With so much of the conversation focused around exports and tapping into new markets overseas, it is easy to forget the work that still needs to be done closer to home.
“If we take diet and nutrition as an example, we have one of the most naturally healthy larders on Earth but a population that, by most measurements, has been getting more unhealthy as the years have gone on,” says Withers.
Companies now are looking at reformulating recipes to include less fat or less sugar, working collaboratively with food scientists at some of Scotland’s leading research institutions including Abertay’s Food Innovation Centre in Dundee and Queen Margaret University’s Centre for Food Development & Innovation near Edinburgh.
Free-from food and drink has been another growth area for Scotland. Genius gluten-free bread, which is produced in Edinburgh, hit supermarket shelves back in 2009 and has since added bagels, cupcakes, sausage rolls, pies and more to its range.
The capital is also home to the UK’s first dedicated gluten-free microbrewery.
Bellfield Brewery was set up in Abbeyhill in 2016 by two coeliacs who believed there should be more options for those with certain dietary requirements.
In Dunbar, there’s NoCowKnowHow which makes cakes and bakes without preservatives, dairy, lactose, eggs and nuts, while Lazy Days Foods in Harthill, North Lanarkshire, is run by a pair of food scientists specialising in treats for consumers with a range of food allergies.
It’s not just about what we eat but where we eat it and while the Far East in particular is a major importer of Scottish seafood and Scotch whisky, the London market remains ripe for promoting Scottish produce.

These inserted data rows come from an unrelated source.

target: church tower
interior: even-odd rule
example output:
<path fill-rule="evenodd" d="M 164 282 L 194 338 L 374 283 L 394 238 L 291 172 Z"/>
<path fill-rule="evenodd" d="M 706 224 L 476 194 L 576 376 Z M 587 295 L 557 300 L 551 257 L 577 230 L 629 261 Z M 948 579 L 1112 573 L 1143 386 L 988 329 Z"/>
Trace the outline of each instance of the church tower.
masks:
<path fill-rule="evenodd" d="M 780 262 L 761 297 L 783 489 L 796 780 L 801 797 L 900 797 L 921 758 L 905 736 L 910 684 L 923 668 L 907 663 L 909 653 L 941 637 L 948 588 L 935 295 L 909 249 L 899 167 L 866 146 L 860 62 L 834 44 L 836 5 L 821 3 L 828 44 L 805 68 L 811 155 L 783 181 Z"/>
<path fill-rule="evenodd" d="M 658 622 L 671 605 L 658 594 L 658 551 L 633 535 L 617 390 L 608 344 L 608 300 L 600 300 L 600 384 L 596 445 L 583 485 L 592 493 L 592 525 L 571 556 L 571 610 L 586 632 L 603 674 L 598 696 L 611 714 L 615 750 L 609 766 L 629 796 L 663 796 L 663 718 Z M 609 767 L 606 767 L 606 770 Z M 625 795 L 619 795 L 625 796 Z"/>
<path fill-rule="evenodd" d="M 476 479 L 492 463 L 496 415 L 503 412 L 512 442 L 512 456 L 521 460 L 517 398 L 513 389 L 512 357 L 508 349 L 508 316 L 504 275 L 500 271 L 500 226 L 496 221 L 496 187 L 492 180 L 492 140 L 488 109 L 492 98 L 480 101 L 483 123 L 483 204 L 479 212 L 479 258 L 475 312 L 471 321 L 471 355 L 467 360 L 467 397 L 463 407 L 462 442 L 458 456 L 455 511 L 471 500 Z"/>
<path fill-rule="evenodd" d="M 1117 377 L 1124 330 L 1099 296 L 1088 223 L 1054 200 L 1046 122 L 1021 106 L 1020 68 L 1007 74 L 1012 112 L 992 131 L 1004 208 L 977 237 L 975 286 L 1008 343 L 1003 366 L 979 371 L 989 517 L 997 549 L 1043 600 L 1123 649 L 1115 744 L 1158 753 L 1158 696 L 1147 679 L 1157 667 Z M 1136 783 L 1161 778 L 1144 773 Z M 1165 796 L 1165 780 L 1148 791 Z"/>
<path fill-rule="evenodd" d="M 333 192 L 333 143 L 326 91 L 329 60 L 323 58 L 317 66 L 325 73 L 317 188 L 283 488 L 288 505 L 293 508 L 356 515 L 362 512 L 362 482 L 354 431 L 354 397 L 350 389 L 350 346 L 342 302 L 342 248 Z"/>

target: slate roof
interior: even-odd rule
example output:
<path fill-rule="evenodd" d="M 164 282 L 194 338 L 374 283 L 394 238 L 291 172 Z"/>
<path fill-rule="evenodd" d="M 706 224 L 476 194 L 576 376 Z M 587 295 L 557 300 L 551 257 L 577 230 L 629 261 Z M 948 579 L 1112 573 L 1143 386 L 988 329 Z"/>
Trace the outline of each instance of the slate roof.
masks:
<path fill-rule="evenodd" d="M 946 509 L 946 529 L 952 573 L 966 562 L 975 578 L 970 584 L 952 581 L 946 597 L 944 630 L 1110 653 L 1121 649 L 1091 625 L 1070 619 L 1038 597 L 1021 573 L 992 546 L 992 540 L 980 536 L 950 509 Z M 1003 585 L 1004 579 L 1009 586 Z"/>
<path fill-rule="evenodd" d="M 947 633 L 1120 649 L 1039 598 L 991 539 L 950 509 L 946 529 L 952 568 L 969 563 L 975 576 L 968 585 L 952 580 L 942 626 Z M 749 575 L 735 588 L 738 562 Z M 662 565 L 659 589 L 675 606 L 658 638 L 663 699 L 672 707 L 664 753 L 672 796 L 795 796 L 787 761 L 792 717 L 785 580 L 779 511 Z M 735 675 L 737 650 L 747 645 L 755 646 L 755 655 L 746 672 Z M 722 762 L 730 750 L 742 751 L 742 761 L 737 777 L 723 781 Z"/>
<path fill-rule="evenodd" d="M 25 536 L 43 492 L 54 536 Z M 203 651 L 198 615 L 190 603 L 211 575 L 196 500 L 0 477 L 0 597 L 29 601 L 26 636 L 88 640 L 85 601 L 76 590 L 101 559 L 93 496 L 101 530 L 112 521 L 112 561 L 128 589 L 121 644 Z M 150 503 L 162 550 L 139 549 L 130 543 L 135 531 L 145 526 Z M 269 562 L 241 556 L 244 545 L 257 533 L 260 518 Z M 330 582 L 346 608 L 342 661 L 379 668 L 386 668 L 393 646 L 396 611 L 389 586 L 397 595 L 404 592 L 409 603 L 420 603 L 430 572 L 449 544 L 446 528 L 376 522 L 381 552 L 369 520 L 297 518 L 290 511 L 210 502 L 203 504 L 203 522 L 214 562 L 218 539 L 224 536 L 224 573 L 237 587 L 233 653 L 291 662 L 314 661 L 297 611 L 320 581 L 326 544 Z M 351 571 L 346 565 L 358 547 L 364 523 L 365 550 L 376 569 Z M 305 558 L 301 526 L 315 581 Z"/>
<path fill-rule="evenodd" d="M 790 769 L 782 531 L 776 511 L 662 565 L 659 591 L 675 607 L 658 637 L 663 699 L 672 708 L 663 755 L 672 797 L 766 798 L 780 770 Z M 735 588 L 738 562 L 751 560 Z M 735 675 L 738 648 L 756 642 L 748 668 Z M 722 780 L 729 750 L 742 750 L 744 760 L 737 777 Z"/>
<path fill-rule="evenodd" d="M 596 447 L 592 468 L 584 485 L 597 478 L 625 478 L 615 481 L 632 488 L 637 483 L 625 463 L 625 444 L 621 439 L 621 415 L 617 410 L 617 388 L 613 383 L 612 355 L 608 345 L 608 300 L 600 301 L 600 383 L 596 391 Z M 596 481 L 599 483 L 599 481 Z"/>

“There is much more work to be done in getting more Scottish companies operating south of the border,” says Withers.
“How do we get companies that are selling in 60 supermarkets in Scotland selling in 600 supermarkets across the UK?
“The London market is twice the size of the whole of the Scottish market and has a really premium food offering.
“That market development will be a big, big part of what we will do over the next while.”
Consumer habits are changing and keeping up with those trends and demands is something of an uphill battle.
Producers need, as far as possible, to be one step ahead of what their customers are looking for.
“The way we buy food and drink and consumer behaviour is changing at an incredible rate of knots,” says Withers.
There are the two and four-wheeled takeaway giants Deliveroo and UberEats which are bringing restaurant food to diners at home.
Farm shops are broadening their offering with night markets that cater to the Monday to Friday, nine-to-five crowd, and give them access to the fresh, organic produce that has become so popular.
Then, there’s the craft gin craze which has yet to show any signs of slowing, and even Amazon is getting in on the action by offering online grocery shopping.
“We need to understand that modern consumer and how they are changing on a day-to-day basis,” says Withers.
Responsibility and sustainability have become crucial to the success of many businesses.
Everybody wants to cuts costs and reduce waste, and that ties in with what the consumer is looking for in terms of buying from a business that cares.
It is a key part of Ambition 2030’s vision for the Scottish food and drink brand, with the strategy document stating: “We will develop our brand values around responsibility and trust.
“This goes much deeper than marketing – it’s about rewarding commitment to, and defining a culture around our stewardship of the environment and resource management, our investment in the workforce and our ability and willingness to contribute to the wellbeing of our nation.”
Withers explains: “In terms of looking at the future consumer, people want to buy products from companies and countries that have a broader impact.
“People want to work in industries that have a broader impact than just profit. Our view is that we need to have a broader impact on the community around us and on the health and wellbeing of Scotland as well.”